Fui até a catedral de St. Paul com o intuito de acender uma vela e agradecer pela maravilhosa viagem. Cheguei lá. Tudo muito lindo. Peguei a fila para entrar. Eu lembrava que não era gratuito entrar nesta casa de Deus, mas quase caí de costas quando vi o preço: 18 libras! O quê? Nem que a vaca faça cof cof my friends. Dei meia volta com zero de culpa e saí pensando: esta não é a casa de Deus, esta é a casa do Tio Patinhas!

© Raquel Jorge

Eu havia separado 5 libras para velas, mesmo sabendo que não dá para mensurar gratidão. Atravessei a Milenium Bridge convicta de que empregaria este valor de uma forma mais verdadeira. Fui à Tate, caminhei ao longo do Tâmisa e resolvi atravessar a ponte para Charing Cross. Após o último degrau vi um rapaz sentado no chão com um cartaz que dizia: “sem abrigo, com fome. Por favor, me ajude”. Olhei para aquela imagem de total abandono e não tive dúvidas: coloquei as 5 libras na mão dele e desejei força. Ele sorriu com a alma e apenas disse: “Deus te abençoe”. E eu pensei, ele já faz isso! Sei que isso não vai resolver o problema dele, mas ao menos neste dia ele comeu. Ou bebeu…
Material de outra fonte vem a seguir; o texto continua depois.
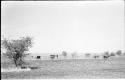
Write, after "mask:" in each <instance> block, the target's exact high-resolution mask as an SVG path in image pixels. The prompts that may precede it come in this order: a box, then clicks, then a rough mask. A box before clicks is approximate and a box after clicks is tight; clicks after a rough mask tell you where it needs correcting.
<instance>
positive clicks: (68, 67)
mask: <svg viewBox="0 0 125 80" xmlns="http://www.w3.org/2000/svg"><path fill="white" fill-rule="evenodd" d="M26 62H27V63H29V65H30V66H36V67H40V68H39V69H34V70H30V71H21V72H1V79H125V57H118V58H109V59H106V60H104V59H64V60H28V61H26ZM10 65H11V64H10V63H1V68H8V67H10Z"/></svg>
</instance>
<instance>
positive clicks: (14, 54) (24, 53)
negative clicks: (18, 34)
mask: <svg viewBox="0 0 125 80" xmlns="http://www.w3.org/2000/svg"><path fill="white" fill-rule="evenodd" d="M2 46H3V47H4V48H5V49H6V52H5V53H4V55H5V56H6V57H7V58H9V59H10V60H11V61H12V62H13V63H14V64H15V66H16V67H17V66H20V67H21V66H22V65H23V64H24V63H25V62H24V57H26V55H28V54H26V52H27V51H28V50H29V48H30V47H32V38H31V37H22V38H21V39H17V40H7V39H4V40H3V41H2Z"/></svg>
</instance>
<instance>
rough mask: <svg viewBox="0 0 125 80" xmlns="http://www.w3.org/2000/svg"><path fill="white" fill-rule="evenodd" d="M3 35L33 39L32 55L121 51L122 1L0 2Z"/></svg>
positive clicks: (123, 2)
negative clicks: (62, 51) (87, 52)
mask: <svg viewBox="0 0 125 80" xmlns="http://www.w3.org/2000/svg"><path fill="white" fill-rule="evenodd" d="M1 4H2V5H1V6H2V10H1V11H2V12H1V17H2V18H1V29H2V35H3V36H4V37H7V38H9V39H11V38H18V37H21V36H27V35H28V36H32V37H33V38H34V44H33V47H32V48H31V49H30V51H31V52H37V53H40V52H41V53H43V52H61V51H63V50H65V51H68V52H74V51H76V52H103V51H116V50H119V49H121V50H124V48H125V43H124V41H125V38H124V36H125V34H124V17H125V16H124V2H123V1H120V2H118V1H90V2H89V1H77V2H76V1H63V2H62V1H49V2H45V1H41V2H38V1H36V2H30V1H28V2H26V1H24V2H23V1H15V2H12V1H7V2H2V3H1Z"/></svg>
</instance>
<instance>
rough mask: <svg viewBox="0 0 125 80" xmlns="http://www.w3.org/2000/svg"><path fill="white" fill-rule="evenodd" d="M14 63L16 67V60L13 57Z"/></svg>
mask: <svg viewBox="0 0 125 80" xmlns="http://www.w3.org/2000/svg"><path fill="white" fill-rule="evenodd" d="M14 64H15V66H16V67H17V60H15V59H14Z"/></svg>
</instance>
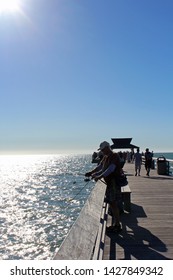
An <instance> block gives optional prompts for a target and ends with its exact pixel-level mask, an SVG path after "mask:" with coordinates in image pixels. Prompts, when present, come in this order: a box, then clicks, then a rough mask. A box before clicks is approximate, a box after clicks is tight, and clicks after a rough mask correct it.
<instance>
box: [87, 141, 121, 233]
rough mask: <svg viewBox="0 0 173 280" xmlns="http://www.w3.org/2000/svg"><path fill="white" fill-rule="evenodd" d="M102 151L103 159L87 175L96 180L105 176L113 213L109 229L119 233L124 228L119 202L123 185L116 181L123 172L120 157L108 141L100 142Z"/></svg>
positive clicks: (112, 213)
mask: <svg viewBox="0 0 173 280" xmlns="http://www.w3.org/2000/svg"><path fill="white" fill-rule="evenodd" d="M99 150H100V151H102V153H103V159H102V161H101V162H100V164H99V165H98V166H97V167H96V168H94V169H93V170H91V171H89V172H87V173H86V174H85V176H86V177H90V176H91V177H92V178H94V179H95V181H97V180H100V179H101V178H103V179H104V180H105V182H106V185H107V188H106V199H107V202H108V203H109V205H110V207H111V210H112V215H113V221H114V223H113V225H112V226H110V227H108V228H107V231H113V232H116V233H119V232H120V231H121V230H122V227H121V224H120V214H119V208H118V203H119V201H120V200H121V187H120V185H118V184H117V183H116V178H117V177H119V176H120V175H121V173H122V168H121V164H120V158H119V155H118V154H117V153H114V152H113V151H112V150H111V147H110V144H109V143H108V142H106V141H104V142H102V143H101V144H100V148H99Z"/></svg>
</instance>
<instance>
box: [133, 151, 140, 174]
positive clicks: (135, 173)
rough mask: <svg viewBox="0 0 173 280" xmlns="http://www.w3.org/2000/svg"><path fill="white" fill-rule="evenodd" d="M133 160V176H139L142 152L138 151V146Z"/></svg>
mask: <svg viewBox="0 0 173 280" xmlns="http://www.w3.org/2000/svg"><path fill="white" fill-rule="evenodd" d="M134 161H135V176H137V175H138V176H140V172H141V164H142V154H141V153H140V152H139V148H137V152H136V153H135V154H134Z"/></svg>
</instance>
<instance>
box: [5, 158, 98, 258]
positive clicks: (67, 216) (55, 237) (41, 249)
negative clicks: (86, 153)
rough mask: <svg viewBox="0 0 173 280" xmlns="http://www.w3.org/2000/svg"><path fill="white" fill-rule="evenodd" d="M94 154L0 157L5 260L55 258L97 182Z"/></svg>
mask: <svg viewBox="0 0 173 280" xmlns="http://www.w3.org/2000/svg"><path fill="white" fill-rule="evenodd" d="M92 168H93V164H92V163H91V155H38V156H37V155H27V156H24V155H22V156H0V259H1V260H19V259H23V260H24V259H27V260H34V259H38V260H41V259H52V258H53V256H54V255H55V251H57V249H58V248H59V246H60V244H61V243H62V241H63V240H64V238H65V236H66V235H67V233H68V231H69V229H70V227H71V226H72V224H73V223H74V221H75V220H76V218H77V217H78V215H79V213H80V211H81V208H82V207H83V205H84V203H85V201H86V199H87V198H88V195H89V194H90V192H91V190H92V188H93V186H94V182H93V181H88V182H86V181H84V176H83V174H84V173H85V172H86V171H88V170H90V169H92Z"/></svg>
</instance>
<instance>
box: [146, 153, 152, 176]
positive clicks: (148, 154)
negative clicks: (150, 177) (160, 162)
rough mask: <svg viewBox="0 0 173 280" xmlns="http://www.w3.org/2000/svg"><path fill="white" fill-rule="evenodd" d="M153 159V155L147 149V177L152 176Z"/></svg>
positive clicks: (146, 158) (146, 163)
Londres é cidade mais cosmopolita que eu conheço. Na mesma calçada caminham uma noiva, um transexual, uma gueixa, um executivo e mulheres de burca. De um lado um grupo joga capoeira e do outro um oriental toca violino. E aí você se atrasa para encontrar os amigos porque Leicester Square está muvucada com a première do novo filme da Drew Barrymore e enquanto ela desfila pelo tapete vermelho você tenta passar pela multidão. E aí você saí do pub e caminha pelo West End, passa pelo teatro no momento em que a Nicole Kidman está no palco. Depois pensa em entrar no Ronnie Scott onde a família The Coors está se apresentando, mas desiste porque já está tarde e você está pobre de marré, marré deci!